A natalidade é um dos desafios nacionais. Que medida(s) poderá o novo governo implementar para colmatar a falta de nascimentos?

Iniciativas ao nível do apoio parental e da educação pré-escolar, combinada com medidas de impacto fiscal que beneficiassem, de forma relevante, as famílias mais numerosas. Como é óbvio este acréscimo de despesa e a execução destas medidas só se torna possível com uma economia a crescer e a criar valor.

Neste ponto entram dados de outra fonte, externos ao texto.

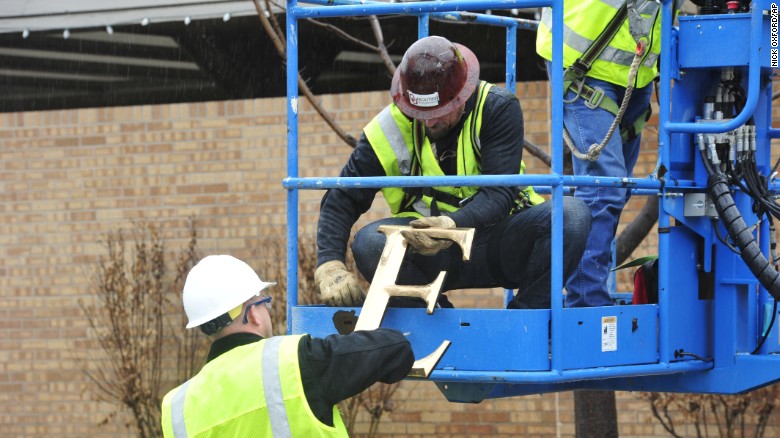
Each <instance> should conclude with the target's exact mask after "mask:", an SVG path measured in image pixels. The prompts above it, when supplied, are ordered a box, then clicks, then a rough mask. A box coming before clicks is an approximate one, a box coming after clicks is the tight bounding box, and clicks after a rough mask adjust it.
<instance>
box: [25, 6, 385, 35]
mask: <svg viewBox="0 0 780 438" xmlns="http://www.w3.org/2000/svg"><path fill="white" fill-rule="evenodd" d="M390 1H397V0H390ZM263 13H264V14H265V16H266V17H270V16H271V13H270V12H269V11H263ZM211 17H213V15H210V14H206V15H204V16H203V17H202V18H211ZM172 18H173V17H158V18H156V19H155V20H156V21H170V19H172ZM196 18H197V17H196ZM232 18H233V14H232V13H231V12H225V13H224V14H223V15H222V21H224V22H228V21H230V20H231V19H232ZM192 20H193V18H192V16H190V15H186V16H184V18H183V20H182V21H183V22H184V25H185V26H189V25H190V23H192ZM151 23H152V20H151V19H150V18H149V17H144V18H143V19H142V20H141V22H140V24H141V26H149V25H150V24H151ZM114 24H121V25H129V24H132V22H127V23H114ZM105 29H106V33H107V34H109V35H113V34H114V27H113V25H111V24H106V25H105ZM38 30H42V29H38ZM51 30H54V29H51ZM21 31H22V38H25V39H26V38H29V37H30V30H29V29H22V30H21ZM62 38H63V39H68V38H70V29H64V30H63V31H62Z"/></svg>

Por último, importa realçar que as novas formas híbridas de trabalho irão, de algum modo, flexibilizar os modelos de parentalidade, possibilitando o trabalho remoto de algum, ou ambos, dos progenitores.

Envelhecimento ativo é outra preocupação. O que fazer em 2022 para cuidar dos
mais velhos (que tanto sofreram, ficando isolados com a pandemia)?

Antes de mais garantir a sustentabilidade financeira de quem, pela sua idade, já não pode aceder ao mercado de trabalho e fica dependente do regime de pensões de reforma do Estado ou privado. Importa repensar profundamente o modelo de segurança social que temos hoje, garantindo a sua sustentabilidade futura e não quebrando o contrato geracional com que temos vivido até agora. Para tanto, temos que criar modelos integrados e flexíveis que promovam a poupança enquanto mecanismo complementar à segurança social do Estado. A transferência dos custos de saúde, hoje assumidos diretamente pelas famílias como referido atrás, para mecanismos de poupança de longo prazo para a reforma, poderá ser uma das formas.

Alterações climáticas: que contributo irá dar, a título pessoal e através da sua empresa para colmatar esses efeitos?

As alterações climáticas constituirão um dos grandes riscos que teremos que enfrentar e, mais do que isso, o grande desafio civilizacional com que nos defrontaremos nos próximos anos. Todos temos um papel a desempenhar: os cidadãos, as empresas, as organizações não governamentais e os Estados.
A Aon assumiu um compromisso claro de atingir a neutralidade carbónica em 2030, tendo já atingido uma redução de emissões de CO2 de 43% entre 2019 e 2020.
Vivemos hoje uma situação em que apenas 36% dos danos económicos causados por eventos que decorrem de alterações climáticas estão protegidos por mecanismos de transferência de riscos, como sejam seguros. Importa por isso salientar o tremendo investimento que a Aon tem vindo a efectuar com vista a encontrar soluções que passam pela criação de ferramentas analíticas de modelização de risco e que possibilitarão uma adequada atracção e alocação de capital, para além do capital segurador e segurador, que será fundamental para a mitigação dos impactos deste tipo de eventos e para o aumento da percentagem de cobertura dos danos causados por alterações climáticas.

Qual é aquele livro/desporto/viagem/atividade que tem vindo a adiar e que quer mesmo ler/fazer no novo ano?

Claramente viajar. Ter a liberdade de definir um destino sem limitações ou restrições pandémicas.

Se fosse um super-herói, qual seria?

Gosto particularmente do Batman.

Um luxo para si, em 2022, é?

Voltar a poder abraçar amigos, colegas e familiares. Voltar a saudáveis práticas de contacto e interação humana.